Candy City, du splendide au sordide (15 avril 2030)

Fleuron de la reconstruction de la baie de San Francisco après le Big One de 2024, Candy City, la « ville-intelligente » financée sinon construite par ceux qu’à l’époque on surnommait les GAFAM (Google-Amazon-Facebook-Apple-Microsoft) avait séduit le gotha du show-biz jusqu’au scandale « Jiggy Pee-Wee », à l’origine duquel les vidéos des orgies brutales du rappeur avec des prostituées, pour certaines mineures, avaient été partagées sur PornSwitch, le réseau social pornographique bien connu des aficionados. Après ces révélations, la plupart des résidents, craignant pour leur vie privée et leurs secrets, inavoués ou inavouables, avaient abandonné sans exception leurs logements, faisant chuter leurs prix de vente de 85 % en moyenne.

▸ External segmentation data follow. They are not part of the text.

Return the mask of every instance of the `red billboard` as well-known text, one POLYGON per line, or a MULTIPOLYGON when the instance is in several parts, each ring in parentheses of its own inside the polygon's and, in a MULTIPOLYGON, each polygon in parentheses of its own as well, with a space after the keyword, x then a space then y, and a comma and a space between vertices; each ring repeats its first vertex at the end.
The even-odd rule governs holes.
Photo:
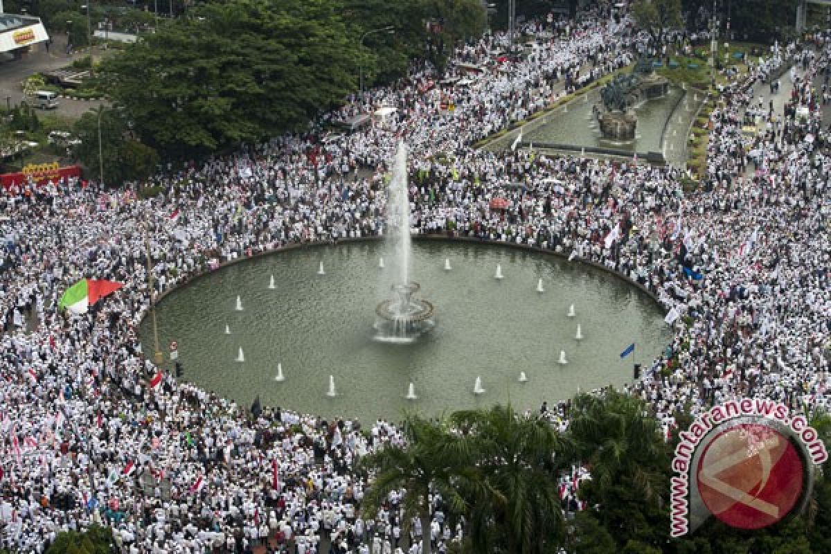
POLYGON ((67 177, 81 177, 80 165, 68 165, 60 167, 57 162, 52 164, 29 164, 24 165, 22 171, 18 173, 0 174, 0 184, 4 189, 8 189, 12 185, 25 184, 35 183, 38 185, 47 184, 49 181, 57 183, 61 179, 67 177))

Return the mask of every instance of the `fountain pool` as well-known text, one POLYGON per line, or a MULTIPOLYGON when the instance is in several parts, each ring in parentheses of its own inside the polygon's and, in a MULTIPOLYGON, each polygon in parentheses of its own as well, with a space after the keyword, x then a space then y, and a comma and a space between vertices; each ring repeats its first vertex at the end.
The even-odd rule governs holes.
MULTIPOLYGON (((373 341, 381 241, 295 248, 246 260, 193 281, 157 309, 160 341, 179 343, 184 378, 249 406, 263 404, 363 422, 397 420, 505 402, 538 409, 579 388, 632 379, 620 352, 637 342, 639 361, 658 355, 670 331, 656 303, 605 272, 507 246, 414 241, 412 279, 430 292, 440 324, 411 345, 373 341), (450 259, 453 271, 444 269, 450 259), (325 275, 317 275, 318 264, 325 275), (503 279, 494 278, 500 265, 503 279), (273 273, 277 290, 263 287, 273 273), (545 294, 536 292, 539 278, 545 294), (245 310, 234 310, 237 296, 245 310), (576 341, 580 316, 585 339, 576 341), (225 335, 225 325, 234 331, 225 335), (238 349, 245 363, 236 361, 238 349), (560 351, 568 365, 558 364, 560 351), (278 363, 291 368, 274 380, 278 363), (524 372, 527 383, 518 381, 524 372), (327 396, 329 375, 337 395, 327 396), (480 375, 485 392, 474 395, 480 375), (410 383, 417 400, 407 400, 410 383)), ((388 277, 388 276, 386 276, 388 277)), ((142 323, 152 352, 150 318, 142 323)))

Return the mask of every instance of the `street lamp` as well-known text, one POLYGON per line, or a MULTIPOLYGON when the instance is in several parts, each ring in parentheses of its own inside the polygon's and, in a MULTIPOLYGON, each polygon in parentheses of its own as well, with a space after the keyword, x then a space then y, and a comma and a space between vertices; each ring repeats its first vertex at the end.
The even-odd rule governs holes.
POLYGON ((90 47, 90 75, 96 76, 96 56, 92 50, 92 23, 90 22, 90 3, 81 4, 81 9, 86 8, 86 44, 90 47))
MULTIPOLYGON (((363 42, 365 38, 376 32, 386 32, 389 35, 394 35, 396 34, 396 29, 391 25, 387 25, 386 27, 382 27, 380 29, 372 29, 371 31, 367 31, 366 32, 365 32, 361 36, 361 47, 363 46, 363 42)), ((361 61, 360 63, 360 71, 361 71, 360 74, 361 100, 363 101, 363 61, 362 60, 361 61)))
POLYGON ((514 27, 516 24, 516 0, 508 0, 508 37, 510 42, 508 46, 508 52, 509 55, 514 54, 514 27))
POLYGON ((104 188, 104 150, 101 146, 101 114, 104 113, 104 106, 98 106, 98 179, 101 180, 101 189, 104 188))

Rachetés en septembre 2028 par le groupe CaliforniMedia, dont le principal actionnaire était XenT, nom que s’étaient donné les GAFAM dans le cadre d’une joint venture opaque et tentaculaire, ces logements sont devenus des sortes de HLM hi-tech. La modération des loyers, inattendue dans cette région du globe, particulièrement concernant la première « smart city » de la planète, a été rendue possible par le système de captation des données. Mais, à la différence de la première version, qui imposait aux résidents, sur leur faux feu de cheminée ou la cavalcade des chevaux dans les vertes collines irlandaises projetés sur les murs et les fenêtres, la nouvelle diffusait, purement et simplement, la vie quotidienne des résidents sur un bouquet de chaînes dédiées à la télé-réalité, appartenant toutes, naturellement, à CaliforniMedia, rapportant bien vite des millions, puis des milliards de dollars.

Mais, il a vite été remarqué que les passages les plus intimes, réservés aux chaînes de HushTV, étaient ceux qui rapportaient le plus d’argent. XenT a donc décidé de proposer aux résidents de devenir, contre un loyer dérisoire, des acteurs pornographiques reconnus comme tels. Ceux qui refusaient ont vu leurs baux résiliés, les autres se sont résignés à ce que des inconnus de la Terre entière aient connaissance des détails les plus intimes de leur vie sexuelle, jusqu’à leurs petites déviances si prisées par le public. Les résidents les plus populaires, grâce aux votes du public, voient leurs loyers réduits jusqu’à n’être plus que symboliques. Les baux résiliés servent désormais aux tournages hardcore, avec lesquels sont mis en concurrence les résidents improvisés acteurs de porno amateur.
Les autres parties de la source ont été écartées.